Strengths: Microsoft's December rollups addressed multiple security issues across a broad attack surface. Closing privilege-elevation and RCE vectors in MSMQ represents important hardening given historical high-severity bugs like CVE-2023-21554.

Weaknesses: Changing a filesystem permission model for an on-disk system folder that many legacy services implicitly relied on—without immediate documented mitigation or compatibility shim—produced significant operational impact. The lag between community reports and updated vendor documentation increased confusion.

Risk Management: Community workarounds that grant write access under System32 are functional but increase attack surface. Administrators implementing such mitigations must do so knowingly and add compensating controls like auditing, minimal scope, and rapid reversion plans.

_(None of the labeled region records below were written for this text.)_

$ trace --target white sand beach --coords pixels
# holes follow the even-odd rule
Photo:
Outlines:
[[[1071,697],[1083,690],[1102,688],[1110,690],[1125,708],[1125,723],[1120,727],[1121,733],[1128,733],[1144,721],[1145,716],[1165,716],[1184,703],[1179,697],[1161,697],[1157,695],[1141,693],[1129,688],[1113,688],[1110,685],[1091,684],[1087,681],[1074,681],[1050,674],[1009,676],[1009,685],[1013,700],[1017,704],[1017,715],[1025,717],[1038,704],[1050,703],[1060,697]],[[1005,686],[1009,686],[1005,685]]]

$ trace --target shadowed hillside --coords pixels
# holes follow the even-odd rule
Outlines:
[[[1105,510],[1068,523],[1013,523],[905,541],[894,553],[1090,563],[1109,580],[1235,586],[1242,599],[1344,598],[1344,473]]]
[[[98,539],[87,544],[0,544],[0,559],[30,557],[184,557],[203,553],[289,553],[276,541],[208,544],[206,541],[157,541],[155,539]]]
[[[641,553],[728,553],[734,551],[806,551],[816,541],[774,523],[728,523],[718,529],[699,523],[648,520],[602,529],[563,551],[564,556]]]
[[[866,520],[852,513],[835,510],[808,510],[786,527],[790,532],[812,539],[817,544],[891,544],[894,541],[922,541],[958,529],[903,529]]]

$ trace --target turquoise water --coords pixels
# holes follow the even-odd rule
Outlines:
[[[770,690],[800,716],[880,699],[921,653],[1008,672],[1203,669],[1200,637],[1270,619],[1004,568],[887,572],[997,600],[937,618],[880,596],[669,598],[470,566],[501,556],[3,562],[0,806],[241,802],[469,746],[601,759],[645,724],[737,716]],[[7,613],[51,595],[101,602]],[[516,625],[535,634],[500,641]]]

Current Status and Actionable Guidance

With Microsoft's release of KB5074976, organizations now have an official fix for the MSMQ regression. The recommended course of action is:

  1. Install KB5074976 on affected systems to restore MSMQ functionality while maintaining December security fixes
  2. Remove any temporary ACL workarounds implemented before the official fix
  3. Monitor Microsoft release channels for any additional guidance or updates
  4. Review MSMQ usage across the organization and consider long-term migration strategies

For organizations that rolled back the December updates, they should now install KB5074976 followed by the original December security updates to ensure both security and functionality.

Conclusion

The December 2025 MSMQ regression demonstrates how seemingly small changes in access semantics can cascade into broad operational impact. While Microsoft's rapid release of KB5074976 has provided a resolution, the incident underscores the importance of comprehensive compatibility testing for security updates, especially when modifying low-level system components. For Windows administrators, this episode reinforces the need for thorough patch testing, clear rollback procedures, and long-term planning for legacy component dependencies. As enterprises continue to balance security requirements with operational stability, incidents like this highlight the ongoing challenge of maintaining complex enterprise environments while implementing necessary security improvements.